Guerre en UkraineDuel droite-gauche au Conseil des Etats sur le renforcement de l’armée
Le PLR, mécontent de la réponse du Conseil fédéral à son interpellation pour renforcer la capacité de défense de la Suisse, avait demandé une discussion. Viola Amherd a défendu sa politique de sécurité.
- par
- Christine Talos
La guerre en Ukraine a de nouveau agité le Conseil des États mardi. Les sénateurs ont effet débattu de la nécessité de renforcer les capacités de défense de l’armée, suite à une interpellation urgente du PLR Josef Dittli, qui s’est dit mécontent des réponses données par écrit par Berne.
«En raison de la nouvelle situation, il faut que la Suisse réexamine son système de sécurité», a-t-il expliqué en préambule. Selon lui, l’armée suisse n’est pas suffisamment bien équipée pour la défense du pays, et ce malgré les projets d’acquisition en route – notamment l’achat des avions F35. «Et les réponses du Conseil fédéral donnent l’impression que toutes les réformes et acquisitions engagées ont déjà permis de se préparer à un scénario comme celui de l’attaque russe contre l’Ukraine; comme si tout était couvert, comme si rien n’avait changé. Nous avons pourtant une situation de menace totalement nouvelle», a-t-il lancé.
Il a donc estimé que l’achat des F-35 et du système Patriot était notamment particulièrement urgent en raison des nouvelles menaces. «Il faut aller de l’avant. Il ne doit notamment pas y avoir de retard pour des raisons politiques, même pas par la collecte de signatures pour une initiative», a-t-il lancé.
D’autres urgences pour la gauche
Si la droite a abondé dans son sens, la gauche n’était en revanche pas de cet avis. «Avant d’arriver chez nous les tanks russes, de même que les avions de combat, devraient déjà traverser plusieurs territoires souverains et notamment ceux de pays membres de l’OTAN», a répliqué Céline Vara (Verts/NE), un risque improbable, selon elle. «L’urgence immédiate est la sécurité nucléaire, civile et militaire, pour l’Ukraine, pour l’Europe et pour la Suisse. C’est la crise alimentaire annoncée, puis les nouveaux flux migratoires vers l’Europe et vers la Suisse.

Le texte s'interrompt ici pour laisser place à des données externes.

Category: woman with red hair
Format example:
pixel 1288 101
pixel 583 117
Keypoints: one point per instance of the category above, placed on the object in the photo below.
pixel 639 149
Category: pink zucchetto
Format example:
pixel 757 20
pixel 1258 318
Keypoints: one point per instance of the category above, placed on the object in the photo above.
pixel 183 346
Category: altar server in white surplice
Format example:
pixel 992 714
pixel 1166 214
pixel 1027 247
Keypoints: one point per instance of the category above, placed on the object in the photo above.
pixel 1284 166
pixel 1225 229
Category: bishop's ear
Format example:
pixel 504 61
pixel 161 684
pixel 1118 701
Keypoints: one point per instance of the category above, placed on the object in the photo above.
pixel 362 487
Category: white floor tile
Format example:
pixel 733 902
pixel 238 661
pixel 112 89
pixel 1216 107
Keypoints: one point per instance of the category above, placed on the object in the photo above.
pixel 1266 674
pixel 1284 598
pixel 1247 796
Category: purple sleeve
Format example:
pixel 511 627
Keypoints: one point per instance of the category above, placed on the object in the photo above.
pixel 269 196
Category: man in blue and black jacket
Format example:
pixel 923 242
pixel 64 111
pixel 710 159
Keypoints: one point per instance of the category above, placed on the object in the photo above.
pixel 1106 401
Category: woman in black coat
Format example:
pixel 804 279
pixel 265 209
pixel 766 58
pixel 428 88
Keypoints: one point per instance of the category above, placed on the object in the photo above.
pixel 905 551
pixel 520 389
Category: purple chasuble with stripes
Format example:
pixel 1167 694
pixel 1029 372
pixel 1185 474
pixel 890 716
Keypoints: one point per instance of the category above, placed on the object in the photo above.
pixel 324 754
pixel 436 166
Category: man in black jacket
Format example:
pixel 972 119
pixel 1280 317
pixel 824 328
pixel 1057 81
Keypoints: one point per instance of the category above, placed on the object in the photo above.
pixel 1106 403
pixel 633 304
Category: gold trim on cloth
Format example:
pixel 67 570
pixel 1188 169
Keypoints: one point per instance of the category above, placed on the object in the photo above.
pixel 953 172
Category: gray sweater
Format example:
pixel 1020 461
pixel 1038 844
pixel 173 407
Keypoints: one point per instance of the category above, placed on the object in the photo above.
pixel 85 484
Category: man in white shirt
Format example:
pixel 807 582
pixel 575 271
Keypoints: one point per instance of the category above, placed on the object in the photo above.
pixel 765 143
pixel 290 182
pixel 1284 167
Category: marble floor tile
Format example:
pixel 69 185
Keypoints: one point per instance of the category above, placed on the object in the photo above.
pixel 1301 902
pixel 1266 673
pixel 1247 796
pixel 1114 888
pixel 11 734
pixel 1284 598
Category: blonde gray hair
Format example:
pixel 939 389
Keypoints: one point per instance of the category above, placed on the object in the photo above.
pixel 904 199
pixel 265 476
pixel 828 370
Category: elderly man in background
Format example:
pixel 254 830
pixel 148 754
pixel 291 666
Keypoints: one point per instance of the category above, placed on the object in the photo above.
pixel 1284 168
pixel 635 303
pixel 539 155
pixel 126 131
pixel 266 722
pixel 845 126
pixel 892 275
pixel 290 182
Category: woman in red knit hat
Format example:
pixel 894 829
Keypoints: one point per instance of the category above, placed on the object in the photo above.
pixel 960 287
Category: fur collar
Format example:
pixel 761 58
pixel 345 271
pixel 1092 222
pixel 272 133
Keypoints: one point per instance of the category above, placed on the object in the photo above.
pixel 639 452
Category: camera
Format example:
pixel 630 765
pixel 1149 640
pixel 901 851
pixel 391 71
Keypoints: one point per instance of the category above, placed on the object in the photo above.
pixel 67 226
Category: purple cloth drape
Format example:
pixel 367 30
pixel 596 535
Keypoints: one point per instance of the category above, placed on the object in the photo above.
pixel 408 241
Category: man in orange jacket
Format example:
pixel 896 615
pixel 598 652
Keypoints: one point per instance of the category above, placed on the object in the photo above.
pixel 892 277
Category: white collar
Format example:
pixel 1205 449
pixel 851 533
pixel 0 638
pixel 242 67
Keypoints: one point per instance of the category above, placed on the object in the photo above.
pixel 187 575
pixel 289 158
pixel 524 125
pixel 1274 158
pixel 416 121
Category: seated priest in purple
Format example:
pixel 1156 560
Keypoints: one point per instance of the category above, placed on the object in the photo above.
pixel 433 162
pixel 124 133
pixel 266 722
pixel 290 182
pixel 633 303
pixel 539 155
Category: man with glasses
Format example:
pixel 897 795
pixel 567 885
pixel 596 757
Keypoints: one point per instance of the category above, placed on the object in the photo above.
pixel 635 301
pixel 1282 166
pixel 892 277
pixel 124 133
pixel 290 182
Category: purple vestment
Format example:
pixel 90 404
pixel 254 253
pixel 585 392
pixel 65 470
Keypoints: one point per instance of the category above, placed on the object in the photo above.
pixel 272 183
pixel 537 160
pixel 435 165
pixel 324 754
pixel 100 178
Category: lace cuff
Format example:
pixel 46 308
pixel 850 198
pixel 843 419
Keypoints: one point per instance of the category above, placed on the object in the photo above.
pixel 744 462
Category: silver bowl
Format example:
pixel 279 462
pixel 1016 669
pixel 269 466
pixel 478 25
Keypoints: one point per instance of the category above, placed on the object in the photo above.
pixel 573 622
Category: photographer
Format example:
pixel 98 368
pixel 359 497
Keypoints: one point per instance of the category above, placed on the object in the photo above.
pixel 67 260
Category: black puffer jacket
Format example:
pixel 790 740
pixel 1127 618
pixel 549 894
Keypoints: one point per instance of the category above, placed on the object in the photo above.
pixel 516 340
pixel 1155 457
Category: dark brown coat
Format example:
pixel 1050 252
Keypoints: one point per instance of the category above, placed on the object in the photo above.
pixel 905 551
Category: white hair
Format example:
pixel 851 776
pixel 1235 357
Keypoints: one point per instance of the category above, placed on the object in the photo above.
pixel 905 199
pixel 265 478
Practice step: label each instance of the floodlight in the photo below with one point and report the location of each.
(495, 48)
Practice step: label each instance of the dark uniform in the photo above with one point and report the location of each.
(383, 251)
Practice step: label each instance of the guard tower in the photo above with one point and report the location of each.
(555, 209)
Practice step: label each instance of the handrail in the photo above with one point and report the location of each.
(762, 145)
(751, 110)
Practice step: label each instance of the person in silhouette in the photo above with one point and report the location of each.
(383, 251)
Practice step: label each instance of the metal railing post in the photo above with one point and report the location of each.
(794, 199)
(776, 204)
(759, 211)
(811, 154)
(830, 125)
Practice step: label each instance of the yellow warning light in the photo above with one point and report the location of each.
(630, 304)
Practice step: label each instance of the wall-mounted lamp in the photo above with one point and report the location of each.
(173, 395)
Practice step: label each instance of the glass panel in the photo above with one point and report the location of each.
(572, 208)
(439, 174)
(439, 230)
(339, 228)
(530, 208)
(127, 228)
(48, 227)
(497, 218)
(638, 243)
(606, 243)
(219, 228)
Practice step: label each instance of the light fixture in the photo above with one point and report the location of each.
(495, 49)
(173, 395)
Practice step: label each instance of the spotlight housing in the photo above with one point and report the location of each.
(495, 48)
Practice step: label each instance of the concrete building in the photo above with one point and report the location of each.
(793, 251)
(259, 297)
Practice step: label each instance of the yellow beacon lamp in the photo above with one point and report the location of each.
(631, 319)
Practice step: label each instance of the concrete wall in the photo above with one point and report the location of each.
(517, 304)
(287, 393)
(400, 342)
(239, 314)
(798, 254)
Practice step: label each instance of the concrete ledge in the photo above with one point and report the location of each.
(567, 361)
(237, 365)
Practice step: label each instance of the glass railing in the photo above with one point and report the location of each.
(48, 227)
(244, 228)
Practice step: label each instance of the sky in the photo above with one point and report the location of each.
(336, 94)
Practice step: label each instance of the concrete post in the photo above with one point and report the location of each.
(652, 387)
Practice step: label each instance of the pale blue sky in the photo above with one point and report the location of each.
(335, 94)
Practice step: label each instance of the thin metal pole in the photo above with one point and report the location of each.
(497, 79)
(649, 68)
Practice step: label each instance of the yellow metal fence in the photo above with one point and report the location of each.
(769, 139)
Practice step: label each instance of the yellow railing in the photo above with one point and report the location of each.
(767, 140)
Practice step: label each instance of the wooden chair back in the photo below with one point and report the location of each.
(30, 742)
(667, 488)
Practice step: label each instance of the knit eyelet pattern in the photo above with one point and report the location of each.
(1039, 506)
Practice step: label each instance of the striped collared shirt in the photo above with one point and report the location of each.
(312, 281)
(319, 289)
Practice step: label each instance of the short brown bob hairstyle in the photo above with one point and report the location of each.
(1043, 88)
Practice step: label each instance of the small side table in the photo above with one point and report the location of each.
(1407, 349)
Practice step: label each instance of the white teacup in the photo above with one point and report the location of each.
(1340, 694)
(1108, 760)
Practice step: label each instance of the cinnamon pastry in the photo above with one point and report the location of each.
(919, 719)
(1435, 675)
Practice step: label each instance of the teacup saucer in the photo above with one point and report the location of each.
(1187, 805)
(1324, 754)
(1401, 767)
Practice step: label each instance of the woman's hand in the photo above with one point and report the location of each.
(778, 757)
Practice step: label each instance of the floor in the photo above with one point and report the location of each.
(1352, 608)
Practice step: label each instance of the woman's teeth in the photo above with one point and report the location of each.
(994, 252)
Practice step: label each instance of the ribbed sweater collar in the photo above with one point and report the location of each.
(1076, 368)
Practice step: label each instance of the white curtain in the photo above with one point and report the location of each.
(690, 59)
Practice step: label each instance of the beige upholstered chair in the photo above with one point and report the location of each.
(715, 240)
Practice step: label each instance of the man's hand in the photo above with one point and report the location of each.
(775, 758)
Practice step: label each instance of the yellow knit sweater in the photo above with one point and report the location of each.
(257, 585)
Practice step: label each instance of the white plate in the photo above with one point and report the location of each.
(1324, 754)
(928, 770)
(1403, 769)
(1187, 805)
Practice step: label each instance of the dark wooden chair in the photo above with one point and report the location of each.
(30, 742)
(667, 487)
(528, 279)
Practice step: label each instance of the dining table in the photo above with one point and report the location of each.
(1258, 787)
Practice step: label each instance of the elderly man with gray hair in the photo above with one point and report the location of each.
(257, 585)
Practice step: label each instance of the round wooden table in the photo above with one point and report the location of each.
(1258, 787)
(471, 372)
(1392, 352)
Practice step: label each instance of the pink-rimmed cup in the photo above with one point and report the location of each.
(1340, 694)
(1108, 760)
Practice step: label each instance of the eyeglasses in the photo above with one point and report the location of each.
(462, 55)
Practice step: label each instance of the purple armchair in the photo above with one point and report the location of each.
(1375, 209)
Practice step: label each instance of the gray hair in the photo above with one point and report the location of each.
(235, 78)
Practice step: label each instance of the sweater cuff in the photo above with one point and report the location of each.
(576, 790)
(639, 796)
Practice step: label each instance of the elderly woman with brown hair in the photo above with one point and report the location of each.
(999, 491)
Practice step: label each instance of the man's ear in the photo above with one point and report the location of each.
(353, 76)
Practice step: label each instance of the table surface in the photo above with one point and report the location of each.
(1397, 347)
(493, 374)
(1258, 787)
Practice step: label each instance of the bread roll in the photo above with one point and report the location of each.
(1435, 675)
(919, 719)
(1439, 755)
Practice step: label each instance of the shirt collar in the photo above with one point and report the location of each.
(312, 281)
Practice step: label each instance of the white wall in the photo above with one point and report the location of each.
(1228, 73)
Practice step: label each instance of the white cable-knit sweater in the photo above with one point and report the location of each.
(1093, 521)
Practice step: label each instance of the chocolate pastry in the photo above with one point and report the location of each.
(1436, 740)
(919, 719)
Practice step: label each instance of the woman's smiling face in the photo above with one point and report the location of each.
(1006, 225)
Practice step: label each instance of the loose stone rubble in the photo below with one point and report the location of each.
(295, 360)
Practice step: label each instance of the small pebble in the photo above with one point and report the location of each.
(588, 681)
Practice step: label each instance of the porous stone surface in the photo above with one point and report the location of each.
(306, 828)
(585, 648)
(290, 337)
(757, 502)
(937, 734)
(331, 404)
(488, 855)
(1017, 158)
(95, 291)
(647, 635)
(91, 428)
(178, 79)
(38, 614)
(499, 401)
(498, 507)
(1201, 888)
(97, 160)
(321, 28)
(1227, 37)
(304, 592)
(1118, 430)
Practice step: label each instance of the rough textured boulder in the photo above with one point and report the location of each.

L’urgence immédiate, c’est la prise en charge des réfugiés en Suisse et dans le reste de l’Europe», a rappelé lui Carlo Sommaruga (PS/GE).
Quant à la conseillère fédérale Viola Amherd, elle s’est défendue en rappelant que le dernier rapport sur la politique de sécurité de la Suisse précisait noir sur blanc les risques d’un conflit armé entre la Russie et l’OTAN. «Si on affirme que l’on n’a pas pensé à ces scénarios, c’est faux. On n’a peut-être tout simplement pas voulu en tenir compte», a-t-elle lancé. Selon elle, l’armée est correctement positionnée, même en comparaison avec d’autres forces armées en Europe. La Valaisanne a toutefois plaidé pour plus de moyens, en rappelant que de nombreux pays européens souhaitaient augmenter leurs dépenses de défense. Et d’ajouter: «on peut se demander si 0,7 ou 0,8% du PIB suffira à protéger le pays compte tenu de la dégradation de la situation».
Plaidoyer pour l’achat des F-35A
La ministre de la Défense a également milité pour le renouvellement de la flotte des avions de combat F-35A. Selon elle, leur achat est devenu encore plus évident avec la guerre en Ukraine et «des retards sont irresponsables». Elle a rappelé que la Finlande et l’Allemagne avaient elles aussi décidé d’acheter le jet américain et que la Suisse était tributaire désormais de l’initiative en cours contre leur achat. «Si elle n’est pas déposée d’ici fin mars, nous n’avons aucune chance de voter dessus avant 2024», a expliqué Viola Amherd. Or l’offre américaine court jusqu’à fin 2023. «Cela signifie que si nous manquons notre créneau de production, nous serons à la traîne. Et les avions des autres pays seront alors produits en premier», a-t-elle prévenu.
«Nous disposons de bases solides dans le rapport sur la politique de sécurité ainsi que dans les travaux en cours sur l’avenir de la défense aérienne, des troupes au sol et de la cyberdéfense. Mais nous devons maintenant poursuivre d’autant plus énergiquement la voie empruntée, l’orientation choisie», a conclu la ministre.